韩国此次改革实际上试图强化这条边界:允许研究失败,但不能允许科研诚信失败。
这可能是科研评价体系真正需要解决的问题
科研管理中最难处理的,并不是“成功项目应该奖励、违规项目应该处罚”这样简单的情况,而是如何判断一个没有达到预期结果的研究究竟属于“有价值的失败”,还是“执行不当”。
例如,一个基础研究项目没有得到最初假设所预测的结果,但实验设计合理、数据真实、方法具有可靠性,并且研究过程产生了新的科学问题,这类项目是否应该被简单评价为“失败”?
答案显然不能只看最终数字。
反过来,如果一个项目获得了漂亮的结果,但数据存在操纵、研究经费存在违规使用,或者研究过程违反基本科研规范,那么“漂亮的结果”也不能抵消科研诚信问题。

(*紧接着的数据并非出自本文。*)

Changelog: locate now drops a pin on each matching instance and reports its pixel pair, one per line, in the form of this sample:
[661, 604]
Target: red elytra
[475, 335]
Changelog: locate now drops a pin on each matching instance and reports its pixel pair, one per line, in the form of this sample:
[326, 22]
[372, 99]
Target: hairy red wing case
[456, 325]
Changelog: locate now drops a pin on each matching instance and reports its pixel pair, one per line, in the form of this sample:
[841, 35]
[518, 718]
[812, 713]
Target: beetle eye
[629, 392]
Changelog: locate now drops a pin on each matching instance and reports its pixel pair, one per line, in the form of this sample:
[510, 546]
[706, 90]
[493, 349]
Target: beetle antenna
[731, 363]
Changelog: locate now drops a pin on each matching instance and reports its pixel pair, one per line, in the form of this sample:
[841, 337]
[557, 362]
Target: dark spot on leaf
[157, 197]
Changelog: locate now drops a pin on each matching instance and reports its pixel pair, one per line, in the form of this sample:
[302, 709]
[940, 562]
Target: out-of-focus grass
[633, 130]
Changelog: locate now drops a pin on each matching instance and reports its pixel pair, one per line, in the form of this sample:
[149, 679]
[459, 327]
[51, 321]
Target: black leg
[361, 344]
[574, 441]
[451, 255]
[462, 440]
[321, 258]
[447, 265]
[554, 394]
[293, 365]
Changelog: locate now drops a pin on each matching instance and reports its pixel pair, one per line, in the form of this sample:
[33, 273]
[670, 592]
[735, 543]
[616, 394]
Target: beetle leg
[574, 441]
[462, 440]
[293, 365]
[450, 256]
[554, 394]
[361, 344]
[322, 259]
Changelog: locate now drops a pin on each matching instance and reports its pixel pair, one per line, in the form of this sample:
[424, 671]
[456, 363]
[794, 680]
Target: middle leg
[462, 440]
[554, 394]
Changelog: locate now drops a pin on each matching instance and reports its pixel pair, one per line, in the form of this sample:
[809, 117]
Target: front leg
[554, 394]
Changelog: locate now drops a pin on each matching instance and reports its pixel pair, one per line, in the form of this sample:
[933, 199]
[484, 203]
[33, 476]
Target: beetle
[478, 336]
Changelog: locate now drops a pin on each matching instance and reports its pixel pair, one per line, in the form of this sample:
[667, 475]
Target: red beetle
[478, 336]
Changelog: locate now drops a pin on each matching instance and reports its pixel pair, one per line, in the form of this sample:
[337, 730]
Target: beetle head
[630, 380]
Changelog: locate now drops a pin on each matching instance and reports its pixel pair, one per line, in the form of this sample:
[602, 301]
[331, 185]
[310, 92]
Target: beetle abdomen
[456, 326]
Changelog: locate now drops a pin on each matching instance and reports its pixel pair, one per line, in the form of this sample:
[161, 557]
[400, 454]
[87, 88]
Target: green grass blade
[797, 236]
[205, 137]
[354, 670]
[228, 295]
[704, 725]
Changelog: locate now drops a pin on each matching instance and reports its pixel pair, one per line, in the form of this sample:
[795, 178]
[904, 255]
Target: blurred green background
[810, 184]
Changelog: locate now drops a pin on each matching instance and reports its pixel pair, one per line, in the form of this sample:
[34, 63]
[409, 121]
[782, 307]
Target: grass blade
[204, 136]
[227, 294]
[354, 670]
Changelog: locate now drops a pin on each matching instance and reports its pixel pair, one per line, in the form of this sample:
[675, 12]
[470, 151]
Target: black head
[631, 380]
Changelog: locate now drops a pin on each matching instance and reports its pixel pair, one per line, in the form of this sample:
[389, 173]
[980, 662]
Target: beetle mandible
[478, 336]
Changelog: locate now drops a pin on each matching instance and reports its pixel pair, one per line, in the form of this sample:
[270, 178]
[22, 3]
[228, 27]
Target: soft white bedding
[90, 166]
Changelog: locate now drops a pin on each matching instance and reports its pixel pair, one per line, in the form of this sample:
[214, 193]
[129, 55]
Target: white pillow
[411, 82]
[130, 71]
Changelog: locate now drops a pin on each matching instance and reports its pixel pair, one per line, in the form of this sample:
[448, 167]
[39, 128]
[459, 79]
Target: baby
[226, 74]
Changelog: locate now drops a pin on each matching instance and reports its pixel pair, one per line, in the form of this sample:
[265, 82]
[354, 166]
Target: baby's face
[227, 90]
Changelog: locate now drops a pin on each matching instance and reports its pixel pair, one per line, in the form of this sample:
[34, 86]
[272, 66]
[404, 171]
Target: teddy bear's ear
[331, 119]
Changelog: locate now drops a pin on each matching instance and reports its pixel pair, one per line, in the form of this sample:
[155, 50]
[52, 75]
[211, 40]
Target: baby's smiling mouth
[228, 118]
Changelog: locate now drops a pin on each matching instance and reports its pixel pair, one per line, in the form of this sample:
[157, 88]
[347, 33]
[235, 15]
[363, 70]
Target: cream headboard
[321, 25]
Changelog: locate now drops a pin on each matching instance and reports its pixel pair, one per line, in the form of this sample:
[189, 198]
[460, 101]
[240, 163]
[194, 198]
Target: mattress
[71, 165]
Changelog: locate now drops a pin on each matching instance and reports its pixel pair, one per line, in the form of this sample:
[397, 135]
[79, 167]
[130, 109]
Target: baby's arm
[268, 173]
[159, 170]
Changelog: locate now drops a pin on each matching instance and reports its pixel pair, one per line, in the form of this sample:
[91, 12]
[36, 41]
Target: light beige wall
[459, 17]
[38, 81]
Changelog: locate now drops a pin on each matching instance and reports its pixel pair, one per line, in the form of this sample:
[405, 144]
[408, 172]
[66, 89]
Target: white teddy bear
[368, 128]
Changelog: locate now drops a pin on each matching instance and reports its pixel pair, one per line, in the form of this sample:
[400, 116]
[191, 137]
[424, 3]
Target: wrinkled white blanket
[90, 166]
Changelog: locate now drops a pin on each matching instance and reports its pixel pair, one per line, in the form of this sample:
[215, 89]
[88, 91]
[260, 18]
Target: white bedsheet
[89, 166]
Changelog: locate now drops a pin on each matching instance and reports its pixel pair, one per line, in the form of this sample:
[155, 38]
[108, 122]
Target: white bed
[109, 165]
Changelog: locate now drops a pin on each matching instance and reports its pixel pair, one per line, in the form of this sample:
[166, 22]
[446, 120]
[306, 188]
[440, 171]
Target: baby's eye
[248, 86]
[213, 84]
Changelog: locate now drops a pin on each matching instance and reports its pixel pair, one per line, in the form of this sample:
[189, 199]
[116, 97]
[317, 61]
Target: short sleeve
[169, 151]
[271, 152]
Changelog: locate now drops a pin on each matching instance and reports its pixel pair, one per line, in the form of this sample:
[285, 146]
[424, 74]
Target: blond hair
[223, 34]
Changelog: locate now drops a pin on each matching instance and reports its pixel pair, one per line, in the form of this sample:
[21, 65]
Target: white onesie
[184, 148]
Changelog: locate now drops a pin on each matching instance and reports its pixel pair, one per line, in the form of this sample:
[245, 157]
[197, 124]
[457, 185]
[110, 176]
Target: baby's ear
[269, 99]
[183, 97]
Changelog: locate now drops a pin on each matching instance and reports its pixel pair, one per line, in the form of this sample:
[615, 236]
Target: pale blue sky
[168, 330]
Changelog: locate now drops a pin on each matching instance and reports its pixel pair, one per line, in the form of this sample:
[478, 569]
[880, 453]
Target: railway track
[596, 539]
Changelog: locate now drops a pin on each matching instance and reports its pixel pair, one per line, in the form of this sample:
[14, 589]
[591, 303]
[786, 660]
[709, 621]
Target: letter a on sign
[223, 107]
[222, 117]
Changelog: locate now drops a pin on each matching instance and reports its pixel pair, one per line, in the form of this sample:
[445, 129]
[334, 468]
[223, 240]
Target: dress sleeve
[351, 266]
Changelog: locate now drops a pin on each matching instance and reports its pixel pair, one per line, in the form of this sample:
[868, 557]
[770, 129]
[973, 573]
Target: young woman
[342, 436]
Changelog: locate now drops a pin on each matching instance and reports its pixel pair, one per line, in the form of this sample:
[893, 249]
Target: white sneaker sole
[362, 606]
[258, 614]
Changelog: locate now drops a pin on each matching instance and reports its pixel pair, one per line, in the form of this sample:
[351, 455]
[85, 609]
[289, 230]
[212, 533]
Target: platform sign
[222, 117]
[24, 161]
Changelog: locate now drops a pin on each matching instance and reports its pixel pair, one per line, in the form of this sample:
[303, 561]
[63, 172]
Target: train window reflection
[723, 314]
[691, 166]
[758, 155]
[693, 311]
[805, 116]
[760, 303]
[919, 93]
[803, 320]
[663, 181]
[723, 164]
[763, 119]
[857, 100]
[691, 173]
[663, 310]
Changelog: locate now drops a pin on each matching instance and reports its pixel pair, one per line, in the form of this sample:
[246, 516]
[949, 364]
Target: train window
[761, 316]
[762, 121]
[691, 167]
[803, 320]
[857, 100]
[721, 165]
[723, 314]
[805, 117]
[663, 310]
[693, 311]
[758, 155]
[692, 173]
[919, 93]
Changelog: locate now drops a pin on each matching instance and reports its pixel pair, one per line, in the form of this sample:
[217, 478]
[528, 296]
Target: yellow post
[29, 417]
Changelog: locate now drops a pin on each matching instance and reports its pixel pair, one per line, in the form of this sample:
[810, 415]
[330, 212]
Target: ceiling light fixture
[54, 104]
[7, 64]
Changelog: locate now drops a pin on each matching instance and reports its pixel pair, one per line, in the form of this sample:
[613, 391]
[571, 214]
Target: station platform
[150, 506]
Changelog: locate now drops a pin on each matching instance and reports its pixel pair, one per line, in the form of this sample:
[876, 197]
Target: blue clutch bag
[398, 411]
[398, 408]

这实际上意味着科研评价需要从单纯的结果导向评价逐步转向更加综合的评价模式,在考察研究结果的同时,也关注研究过程、方法质量、数据可靠性、创新程度以及研究规范。
韩国此次改革至少在制度设计层面释放了这样的信号:科研管理不能一方面要求研究人员大胆创新,另一方面又让他们承担无法承受的失败风险;同样,也不能因为强调创新和科研自由,就降低对科研不端行为的约束。
对年轻科研人员而言,科研诚信的重要性正在进一步上升
对于博士生、博士后以及刚刚独立的青年研究人员来说,这项政策还有一个值得注意的现实意义。科研诚信已经越来越不是论文发表之后才需要考虑的问题,而是贯穿项目申请、实验设计、数据处理、作者署名、论文投稿以及科研经费使用全过程的基本要求。
过去,一些科研人员可能认为,只要论文没有被撤稿,或者研究结果没有造成明显后果,某些不规范操作的风险并不高。但随着科研诚信监管体系不断完善,这种认识正在变得越来越危险。
尤其是在政府科研经费占比较高的科研体系中,研究人员不仅需要对论文和同行负责,也需要对科研经费的公共属性负责。数据是否真实、实验记录是否完整、作者贡献是否合理、经费是否按照规定使用,这些问题都可能成为科研诚信治理的一部分。
当然,更严格的处罚也意味着制度本身需要更加精准。